Mas, se o corpo biológico original era perdido, um ser com as mesmas memórias e pensamentos podia ser recriado. Vários pós-mortais gravavam periodicamente hologramas morfogênicos de si mesmos; alguns até dormiam em sarcófagos morfogênicos para garantir que seus seres fossem backupeados com frequencia diária. Assim, se (digamos) algum horrível acidente acontecesse e destruísse além de qualquer possibilidade de reparo o corpo biológico do pós-mortal, um Azul seria instanciado a partir de seu holograma morfogênico.

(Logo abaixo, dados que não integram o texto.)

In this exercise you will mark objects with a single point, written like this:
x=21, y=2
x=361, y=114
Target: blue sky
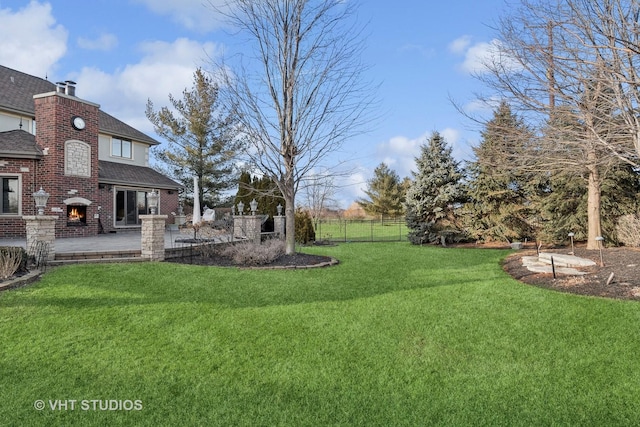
x=123, y=52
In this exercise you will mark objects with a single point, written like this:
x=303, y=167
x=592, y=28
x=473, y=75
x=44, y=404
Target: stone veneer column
x=41, y=228
x=152, y=245
x=238, y=227
x=278, y=226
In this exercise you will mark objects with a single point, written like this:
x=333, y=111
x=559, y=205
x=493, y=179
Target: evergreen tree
x=435, y=195
x=386, y=194
x=499, y=193
x=203, y=139
x=564, y=209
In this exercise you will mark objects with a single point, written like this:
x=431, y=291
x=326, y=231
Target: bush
x=12, y=259
x=305, y=232
x=249, y=253
x=628, y=230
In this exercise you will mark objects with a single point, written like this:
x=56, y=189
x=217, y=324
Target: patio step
x=91, y=257
x=94, y=260
x=75, y=256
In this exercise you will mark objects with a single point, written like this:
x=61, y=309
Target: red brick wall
x=14, y=226
x=169, y=204
x=53, y=119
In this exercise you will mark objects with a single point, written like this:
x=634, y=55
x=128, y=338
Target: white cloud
x=421, y=50
x=399, y=153
x=104, y=42
x=31, y=40
x=459, y=45
x=197, y=15
x=165, y=68
x=478, y=55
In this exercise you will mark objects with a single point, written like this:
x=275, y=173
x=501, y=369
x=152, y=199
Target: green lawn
x=394, y=335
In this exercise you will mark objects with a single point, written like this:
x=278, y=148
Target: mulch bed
x=623, y=262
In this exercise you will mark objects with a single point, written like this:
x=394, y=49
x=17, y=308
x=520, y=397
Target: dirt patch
x=622, y=262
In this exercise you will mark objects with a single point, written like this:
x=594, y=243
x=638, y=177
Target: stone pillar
x=238, y=227
x=153, y=237
x=278, y=226
x=41, y=235
x=247, y=227
x=254, y=228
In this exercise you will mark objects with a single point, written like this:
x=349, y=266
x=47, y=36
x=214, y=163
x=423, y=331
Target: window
x=10, y=201
x=129, y=205
x=120, y=148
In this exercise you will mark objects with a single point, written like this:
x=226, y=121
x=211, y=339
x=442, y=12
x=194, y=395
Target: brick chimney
x=70, y=167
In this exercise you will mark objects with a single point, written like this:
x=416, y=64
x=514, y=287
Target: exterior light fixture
x=41, y=198
x=152, y=199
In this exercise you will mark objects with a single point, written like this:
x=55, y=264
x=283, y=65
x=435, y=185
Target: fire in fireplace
x=76, y=215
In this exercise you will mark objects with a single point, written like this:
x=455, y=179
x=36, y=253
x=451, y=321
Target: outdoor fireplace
x=76, y=215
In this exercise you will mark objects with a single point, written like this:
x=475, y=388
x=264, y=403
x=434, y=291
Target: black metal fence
x=361, y=230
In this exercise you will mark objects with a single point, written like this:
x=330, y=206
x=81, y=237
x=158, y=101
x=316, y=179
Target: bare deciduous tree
x=318, y=194
x=569, y=67
x=303, y=93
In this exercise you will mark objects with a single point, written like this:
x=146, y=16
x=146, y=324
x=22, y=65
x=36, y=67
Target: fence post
x=372, y=230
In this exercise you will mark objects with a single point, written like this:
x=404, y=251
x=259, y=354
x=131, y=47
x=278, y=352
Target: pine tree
x=564, y=208
x=385, y=192
x=435, y=195
x=499, y=193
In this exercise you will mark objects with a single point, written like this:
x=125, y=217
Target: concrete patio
x=112, y=242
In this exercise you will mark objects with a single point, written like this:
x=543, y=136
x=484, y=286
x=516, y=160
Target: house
x=95, y=167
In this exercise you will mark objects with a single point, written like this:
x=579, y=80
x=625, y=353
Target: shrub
x=248, y=253
x=305, y=232
x=12, y=259
x=628, y=230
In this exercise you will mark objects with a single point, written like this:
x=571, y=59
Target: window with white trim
x=121, y=148
x=10, y=200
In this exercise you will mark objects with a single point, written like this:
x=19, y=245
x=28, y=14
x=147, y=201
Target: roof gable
x=17, y=90
x=19, y=144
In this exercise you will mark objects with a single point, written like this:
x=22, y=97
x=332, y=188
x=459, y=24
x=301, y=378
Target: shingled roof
x=123, y=174
x=16, y=94
x=19, y=144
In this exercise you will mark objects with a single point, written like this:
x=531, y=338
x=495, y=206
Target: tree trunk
x=290, y=217
x=593, y=207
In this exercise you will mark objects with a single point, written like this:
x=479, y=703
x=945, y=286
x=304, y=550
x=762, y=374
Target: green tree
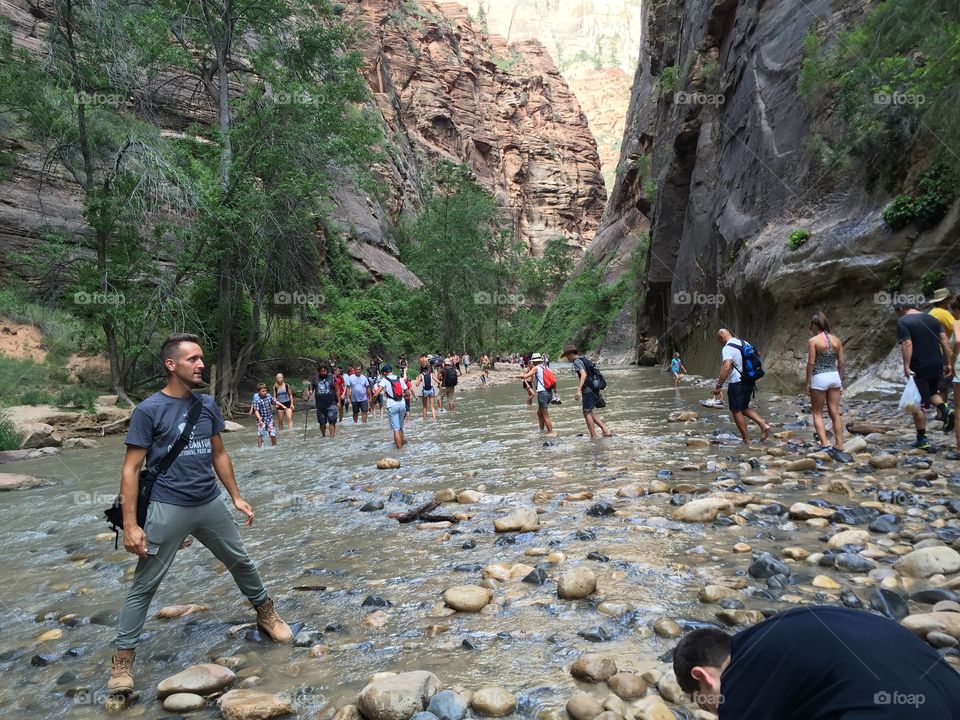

Nos primórdios das tecnologias pós-mortais, aparentemente tentou-se o que seria uma reencarnação de fato - o crescimento de um novo corpo biológico, replicando o original perdido, e em cujo cérebro as memórias e pensamentos do original seriam reimplantados. Infelizmente, o complexo e caótico processo ontogênico de um corpo vivo provou ser basicamente indomável, em particular com o cérebro se formando com uma topologia de neurônios que jamais era exatamente a do original, o que tornava o problema do mapeamento de informações da configuração original para a nova computacionalmente intratável.
A solução encontrada foi então criar um novo corpo *bionítico*, e não biológico. Após séculos de experimentação com vários tipos de géis bioníticos morfogenoreativos, chegou-se ao Plasma Mimético de Kerzuta, uma gosma diáfana azul-turquesa que se moldava perfeitamente a um holograma morfogênico, replicando com funcionalidades de nível celular o corpo - e a mente - do original a partir do qual o holograma foi gravado.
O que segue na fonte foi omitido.